“Most nonprofits (58%) identify the executive director as having responsibility for government relations or public policy. And the executive director is perceived as having the most influence regarding decisions concerning government relations. Yet organizations where the executive director has responsibility for public policy are less involved in public policy than organizations that assign responsibility to others.
Organizations most involved in public policy—whether testifying before a legislative or administrative hearing, lobbying on behalf of or against a proposed bill or other policy pronouncement, encouraging members to write, call, fax or email policy-makers, or releasing research reports to the media, public, or policy-makers—have staff, a board committee or an outside lobbyist assigned the responsibility for public policy.”
—Strengthening Nonprofit Advocacy Project (SNAP) Report
Editors’ Note: This article is adapted from a recently published book entitled The Board Member’s Guide to Lobbying and Advocacy, by Marcia Avner.1 As other articles in this issue of the Nonprofit Quarterly emphasize, advocacy is a core activity for nonprofits that we ignore at our own risk. Our boards are a potentially powerful and greatly underused resource for advocacy.
The evidence and our instincts are clear: board involvement makes nonprofit advocacy more effective. So how do we tap this source of power more consistently and sustainably?
In the continuing discussion about what the work of nonprofit boards ought to be, there is a marked lack of attention to the board’s role in helping to maintain a reasonable public policy environment in which the nonprofit can do effective work. Board involvement in advocacy is one area that shapes the context for all other nonprofit activity. The majority of a board’s activity will likely be reactive to a situation predetermined by others. A strong advocacy program can aid in changing the basic rules and resources for nonprofits and their communities.
The potential is great and the opportunities seem obvious. So why aren’t more board members involved in advocacy and lobbying? Nonprofits need the leadership, wisdom, talents, and connections of board members in advocacy activities, but more often than not, it is still the staff and program participants who meet with legislators, political appointees, and the press.

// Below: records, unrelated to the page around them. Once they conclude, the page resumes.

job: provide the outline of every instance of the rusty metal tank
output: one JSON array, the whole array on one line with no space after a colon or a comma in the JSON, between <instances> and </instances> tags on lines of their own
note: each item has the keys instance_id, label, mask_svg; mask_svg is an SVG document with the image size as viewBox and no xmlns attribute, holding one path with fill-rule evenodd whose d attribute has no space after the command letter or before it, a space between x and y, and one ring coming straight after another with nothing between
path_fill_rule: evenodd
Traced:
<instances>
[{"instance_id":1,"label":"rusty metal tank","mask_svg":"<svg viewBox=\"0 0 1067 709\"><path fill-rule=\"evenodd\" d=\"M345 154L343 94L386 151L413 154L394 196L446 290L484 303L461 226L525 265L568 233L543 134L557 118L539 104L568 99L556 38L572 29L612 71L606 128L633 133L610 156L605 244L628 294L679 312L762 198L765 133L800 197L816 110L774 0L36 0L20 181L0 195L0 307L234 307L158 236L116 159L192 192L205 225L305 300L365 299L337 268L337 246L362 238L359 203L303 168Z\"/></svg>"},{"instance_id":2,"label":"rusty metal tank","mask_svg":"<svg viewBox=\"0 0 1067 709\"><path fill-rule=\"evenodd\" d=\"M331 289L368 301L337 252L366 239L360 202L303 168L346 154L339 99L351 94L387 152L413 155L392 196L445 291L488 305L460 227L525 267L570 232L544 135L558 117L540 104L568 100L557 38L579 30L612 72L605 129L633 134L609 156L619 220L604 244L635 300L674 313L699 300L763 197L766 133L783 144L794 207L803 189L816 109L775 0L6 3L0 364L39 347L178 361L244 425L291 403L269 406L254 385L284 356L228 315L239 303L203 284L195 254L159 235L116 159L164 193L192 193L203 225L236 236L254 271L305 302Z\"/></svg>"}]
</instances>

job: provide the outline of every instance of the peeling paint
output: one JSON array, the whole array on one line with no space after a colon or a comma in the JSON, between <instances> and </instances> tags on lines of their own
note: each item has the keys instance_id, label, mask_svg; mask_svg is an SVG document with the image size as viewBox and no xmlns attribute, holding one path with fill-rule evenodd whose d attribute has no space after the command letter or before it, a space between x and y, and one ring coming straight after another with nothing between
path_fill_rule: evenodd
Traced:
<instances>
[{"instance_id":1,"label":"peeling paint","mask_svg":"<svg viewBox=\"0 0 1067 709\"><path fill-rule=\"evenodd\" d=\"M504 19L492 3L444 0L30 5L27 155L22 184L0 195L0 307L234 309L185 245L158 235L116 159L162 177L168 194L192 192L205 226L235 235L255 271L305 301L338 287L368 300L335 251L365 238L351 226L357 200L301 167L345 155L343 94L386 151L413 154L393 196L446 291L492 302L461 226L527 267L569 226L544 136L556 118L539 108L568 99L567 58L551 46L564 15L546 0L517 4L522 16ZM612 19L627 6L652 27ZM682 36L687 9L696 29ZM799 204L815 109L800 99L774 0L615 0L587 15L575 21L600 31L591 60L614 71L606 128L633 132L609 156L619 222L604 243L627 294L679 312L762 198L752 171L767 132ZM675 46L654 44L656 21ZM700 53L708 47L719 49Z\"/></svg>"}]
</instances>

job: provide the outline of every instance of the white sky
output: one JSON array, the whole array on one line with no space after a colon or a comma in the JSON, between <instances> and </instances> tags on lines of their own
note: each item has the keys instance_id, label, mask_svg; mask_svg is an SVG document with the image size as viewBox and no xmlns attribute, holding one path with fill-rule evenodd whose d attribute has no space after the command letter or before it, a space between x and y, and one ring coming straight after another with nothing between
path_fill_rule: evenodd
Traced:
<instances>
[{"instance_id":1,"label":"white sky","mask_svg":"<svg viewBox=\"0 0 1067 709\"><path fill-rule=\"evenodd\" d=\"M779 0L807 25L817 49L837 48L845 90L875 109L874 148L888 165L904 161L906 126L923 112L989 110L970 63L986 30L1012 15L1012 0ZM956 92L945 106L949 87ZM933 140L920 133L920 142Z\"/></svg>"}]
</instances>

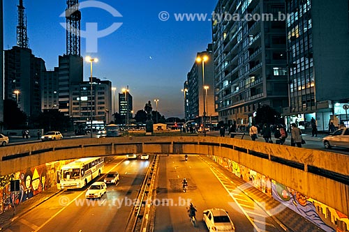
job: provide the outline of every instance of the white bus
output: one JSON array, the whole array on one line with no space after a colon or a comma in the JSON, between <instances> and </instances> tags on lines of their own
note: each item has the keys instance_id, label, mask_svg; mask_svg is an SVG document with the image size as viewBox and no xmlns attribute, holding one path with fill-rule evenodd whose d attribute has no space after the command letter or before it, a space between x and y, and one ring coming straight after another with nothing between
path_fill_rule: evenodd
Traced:
<instances>
[{"instance_id":1,"label":"white bus","mask_svg":"<svg viewBox=\"0 0 349 232\"><path fill-rule=\"evenodd\" d=\"M64 165L57 171L59 190L82 188L104 170L103 157L82 158Z\"/></svg>"}]
</instances>

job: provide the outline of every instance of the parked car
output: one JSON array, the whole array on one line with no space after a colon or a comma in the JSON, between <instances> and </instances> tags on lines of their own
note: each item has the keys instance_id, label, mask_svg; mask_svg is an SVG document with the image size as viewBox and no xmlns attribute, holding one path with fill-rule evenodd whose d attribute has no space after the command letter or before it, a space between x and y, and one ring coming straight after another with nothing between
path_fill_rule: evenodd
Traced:
<instances>
[{"instance_id":1,"label":"parked car","mask_svg":"<svg viewBox=\"0 0 349 232\"><path fill-rule=\"evenodd\" d=\"M349 128L341 128L322 139L327 149L332 147L349 148Z\"/></svg>"},{"instance_id":2,"label":"parked car","mask_svg":"<svg viewBox=\"0 0 349 232\"><path fill-rule=\"evenodd\" d=\"M6 135L0 134L0 144L2 146L6 146L8 144L8 137Z\"/></svg>"},{"instance_id":3,"label":"parked car","mask_svg":"<svg viewBox=\"0 0 349 232\"><path fill-rule=\"evenodd\" d=\"M86 198L101 198L107 192L107 185L104 182L94 183L86 191Z\"/></svg>"},{"instance_id":4,"label":"parked car","mask_svg":"<svg viewBox=\"0 0 349 232\"><path fill-rule=\"evenodd\" d=\"M128 160L135 160L137 159L137 155L136 154L131 154L131 155L126 155L126 157Z\"/></svg>"},{"instance_id":5,"label":"parked car","mask_svg":"<svg viewBox=\"0 0 349 232\"><path fill-rule=\"evenodd\" d=\"M209 232L235 231L235 226L229 217L228 212L223 209L211 208L204 210L203 218Z\"/></svg>"},{"instance_id":6,"label":"parked car","mask_svg":"<svg viewBox=\"0 0 349 232\"><path fill-rule=\"evenodd\" d=\"M120 178L117 171L111 171L105 176L104 183L106 184L117 184Z\"/></svg>"},{"instance_id":7,"label":"parked car","mask_svg":"<svg viewBox=\"0 0 349 232\"><path fill-rule=\"evenodd\" d=\"M41 137L42 141L63 139L63 135L59 131L50 131Z\"/></svg>"},{"instance_id":8,"label":"parked car","mask_svg":"<svg viewBox=\"0 0 349 232\"><path fill-rule=\"evenodd\" d=\"M143 154L140 156L141 160L147 160L149 159L149 155L148 154Z\"/></svg>"}]
</instances>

In the current context, both in terms of public policy on substantive issues and in terms of our regulatory environments, we can’t afford to waste the advocacy potential of boards—but how to start? The short answer is that you must be intentional in your plan for board involvement. If your board does not have a history in advocacy, a full range of tools for building board involvement needs to be tapped to recruit, excite, train, involve, inform, and applaud board engagement. But first, examine what your board’s involvement can mean to your organization—envision the best-case scenario. Write out roles and responsibilities so that you have explored the possibilities and are prepared to tap this invaluable resource, and recruit current and future board members who add value to your advocacy efforts. Here is one board member’s story of turning the personal into the political.
Bill Sellars’ Story
Sellers is a board member of the Arc of King County, Board Member at Large of the Arc of Washington State.

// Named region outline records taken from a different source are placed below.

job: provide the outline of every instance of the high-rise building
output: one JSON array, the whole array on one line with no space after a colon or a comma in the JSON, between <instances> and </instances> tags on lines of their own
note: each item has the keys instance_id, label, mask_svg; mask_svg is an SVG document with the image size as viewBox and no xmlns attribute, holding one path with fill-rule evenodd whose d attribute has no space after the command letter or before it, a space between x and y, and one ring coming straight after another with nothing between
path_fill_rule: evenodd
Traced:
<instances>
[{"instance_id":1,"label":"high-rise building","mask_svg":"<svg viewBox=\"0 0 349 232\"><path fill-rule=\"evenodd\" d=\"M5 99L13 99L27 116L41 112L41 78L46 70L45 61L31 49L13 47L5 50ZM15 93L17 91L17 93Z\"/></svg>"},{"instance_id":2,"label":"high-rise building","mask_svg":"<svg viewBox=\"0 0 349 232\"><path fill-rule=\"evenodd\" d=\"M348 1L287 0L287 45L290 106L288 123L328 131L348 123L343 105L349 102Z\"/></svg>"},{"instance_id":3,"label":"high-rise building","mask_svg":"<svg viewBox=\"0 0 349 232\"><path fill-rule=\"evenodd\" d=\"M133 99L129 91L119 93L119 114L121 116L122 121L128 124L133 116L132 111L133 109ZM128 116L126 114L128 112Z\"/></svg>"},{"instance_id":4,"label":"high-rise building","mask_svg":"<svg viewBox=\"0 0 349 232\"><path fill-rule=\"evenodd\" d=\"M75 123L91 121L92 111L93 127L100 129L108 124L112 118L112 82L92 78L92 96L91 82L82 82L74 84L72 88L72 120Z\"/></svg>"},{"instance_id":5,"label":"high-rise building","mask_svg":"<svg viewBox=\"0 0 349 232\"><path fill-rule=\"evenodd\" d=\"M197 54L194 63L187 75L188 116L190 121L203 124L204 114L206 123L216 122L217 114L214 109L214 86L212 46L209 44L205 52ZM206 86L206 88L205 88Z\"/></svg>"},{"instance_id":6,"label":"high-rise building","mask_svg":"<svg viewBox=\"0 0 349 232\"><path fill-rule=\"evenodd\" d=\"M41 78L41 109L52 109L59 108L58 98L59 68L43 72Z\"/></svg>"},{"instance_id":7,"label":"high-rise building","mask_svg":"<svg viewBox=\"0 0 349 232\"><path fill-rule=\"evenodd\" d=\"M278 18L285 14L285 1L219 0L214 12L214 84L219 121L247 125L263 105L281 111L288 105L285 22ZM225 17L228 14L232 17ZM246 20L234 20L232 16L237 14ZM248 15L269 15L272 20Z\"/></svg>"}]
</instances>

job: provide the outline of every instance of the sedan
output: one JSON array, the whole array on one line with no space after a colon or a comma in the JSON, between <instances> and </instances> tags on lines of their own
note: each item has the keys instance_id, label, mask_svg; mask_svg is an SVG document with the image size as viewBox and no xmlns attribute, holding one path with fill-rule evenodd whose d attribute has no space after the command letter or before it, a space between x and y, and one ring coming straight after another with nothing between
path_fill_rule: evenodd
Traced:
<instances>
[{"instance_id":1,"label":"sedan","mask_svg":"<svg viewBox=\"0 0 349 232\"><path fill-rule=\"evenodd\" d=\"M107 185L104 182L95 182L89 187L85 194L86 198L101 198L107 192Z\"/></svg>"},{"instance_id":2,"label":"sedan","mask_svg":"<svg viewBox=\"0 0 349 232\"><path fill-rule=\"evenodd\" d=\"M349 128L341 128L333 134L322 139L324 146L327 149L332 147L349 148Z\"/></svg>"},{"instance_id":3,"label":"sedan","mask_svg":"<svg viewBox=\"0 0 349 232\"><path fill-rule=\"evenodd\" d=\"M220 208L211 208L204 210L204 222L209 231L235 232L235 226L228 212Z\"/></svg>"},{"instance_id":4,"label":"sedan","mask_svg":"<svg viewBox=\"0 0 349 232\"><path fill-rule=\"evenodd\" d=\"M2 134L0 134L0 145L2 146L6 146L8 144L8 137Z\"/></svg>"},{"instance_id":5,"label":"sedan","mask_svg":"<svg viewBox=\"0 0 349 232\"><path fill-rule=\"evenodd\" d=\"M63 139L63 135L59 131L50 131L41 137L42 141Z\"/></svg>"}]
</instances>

“Having a daughter with Down syndrome let me into the field of public policy work. I became a board member of Arc of King County because I wanted to make sure that my community had the services and opportunities my daughter needed. And I felt I might as well lobby for all individuals with developmental disabilities at the same time I was advocating for her needs. Arc’s introduction of Citizen Lobbyists and Self-Advocates as vehicles of advocacy to legislative bodies has proven to be incredibly valuable.
“When the Citizen Lobbyists of the Arc successfully lobbied for funding that provides employment and training in the transition from high school to work (Education for All), my daughter benefited; she was taught in integrated settings and has been employed for 12 years as an office assistant in the corporate headquarters of a large natural food cooperative where she works 24 hours a week. Her income allows her to live rather independently in shared housing with four other young adults who have different developmental disabilities. The funding that we lobbied for also created a whole group of working taxpayers whose jobs and incomes pay for their housing, clothing, healthcare, transportation, continuing education, and leisure activities.

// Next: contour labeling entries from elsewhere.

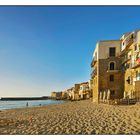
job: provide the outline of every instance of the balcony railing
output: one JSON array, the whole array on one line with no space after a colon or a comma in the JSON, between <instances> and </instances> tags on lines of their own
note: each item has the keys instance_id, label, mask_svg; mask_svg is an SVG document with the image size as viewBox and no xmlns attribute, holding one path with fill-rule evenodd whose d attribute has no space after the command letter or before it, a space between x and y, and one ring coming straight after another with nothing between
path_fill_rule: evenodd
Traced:
<instances>
[{"instance_id":1,"label":"balcony railing","mask_svg":"<svg viewBox=\"0 0 140 140\"><path fill-rule=\"evenodd\" d=\"M124 41L124 45L122 46L122 51L125 50L125 49L128 49L129 46L131 46L133 42L134 42L134 38L132 36L128 37Z\"/></svg>"},{"instance_id":2,"label":"balcony railing","mask_svg":"<svg viewBox=\"0 0 140 140\"><path fill-rule=\"evenodd\" d=\"M140 62L135 61L134 63L130 64L130 68L135 69L140 66Z\"/></svg>"},{"instance_id":3,"label":"balcony railing","mask_svg":"<svg viewBox=\"0 0 140 140\"><path fill-rule=\"evenodd\" d=\"M128 55L125 55L123 58L122 58L122 64L123 63L126 63L127 61L131 60L131 56L128 56Z\"/></svg>"},{"instance_id":4,"label":"balcony railing","mask_svg":"<svg viewBox=\"0 0 140 140\"><path fill-rule=\"evenodd\" d=\"M116 68L116 69L114 69L114 70L110 70L109 68L107 69L107 72L119 72L119 71L121 71L120 69L118 69L118 68Z\"/></svg>"},{"instance_id":5,"label":"balcony railing","mask_svg":"<svg viewBox=\"0 0 140 140\"><path fill-rule=\"evenodd\" d=\"M93 68L91 71L91 77L93 78L97 74L97 68Z\"/></svg>"},{"instance_id":6,"label":"balcony railing","mask_svg":"<svg viewBox=\"0 0 140 140\"><path fill-rule=\"evenodd\" d=\"M94 57L94 58L92 59L92 62L91 62L91 67L93 67L93 66L95 65L96 62L97 62L97 58Z\"/></svg>"}]
</instances>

“The experiences I’ve had in public policy have proved to me over and over again that a handful of people can make a tremendous difference. After all, it was four mothers and one law student who brought Education for All (now called IDEA) to our nation.”
This story illustrates how board members can be key players—as organizational and community leaders—in shaping nonprofit policy work. They can be the sector’s strongest voices because of the fact that they are committed volunteers. In the case of boards who include constituents as members, they speak not only from personal experience but also from an organizational base that exhibits concern for the larger community of those affected by the issue at hand. Unfortunately, however, board leadership in nonprofit advocacy is still the exception rather than the rule.
How can we begin to build new board involvement while expanding the roles of board members already fully engaged in advocacy?
As with any campaign, those working to engage boards in advocacy need to consider key questions:
- What is the opportunity?
- What are our goals?
- What are the problems and barriers?
- Who makes the decisions and how can we influence them?
Board members are obvious resources for a strong advocacy program for the following reasons:
- Board members are community leaders by virtue of the fact that they serve on a nonprofit board representing community interests.
- Board members may provide access to opinion shapers and decision-makers.
- Their volunteer status and dedication to a nonprofit’s mission and goals, along with their commitment of time, resources, and service, make them an organization’s most credible spokespersons.
- Board members are stewards and champions for the organization’s work, involved in its mission, goals, strategies, programs, and possibilities. Advocacy is part of that role.
- As governors for the organization, board members are positioned to enrich strategic planning for policy work, set the direction for advocacy and lobbying efforts, and allocate resources for this component of nonprofit work. Without their leadership, public policy work might never be integrated into a nonprofit organization’s plans and options.
- Board members use their networks to help build alliances and coalitions for nonprofit advocacy.
- Board members can be powerful messengers in legislative and administrative arenas.
Bill Malloy’s Story
Malloy is a board member of the Center for Human Development.
“In December 2000, I joined the board of the Center for Human Development (CHD), an umbrella organization for over 72 human service providers in the Springfield, Massachusetts area.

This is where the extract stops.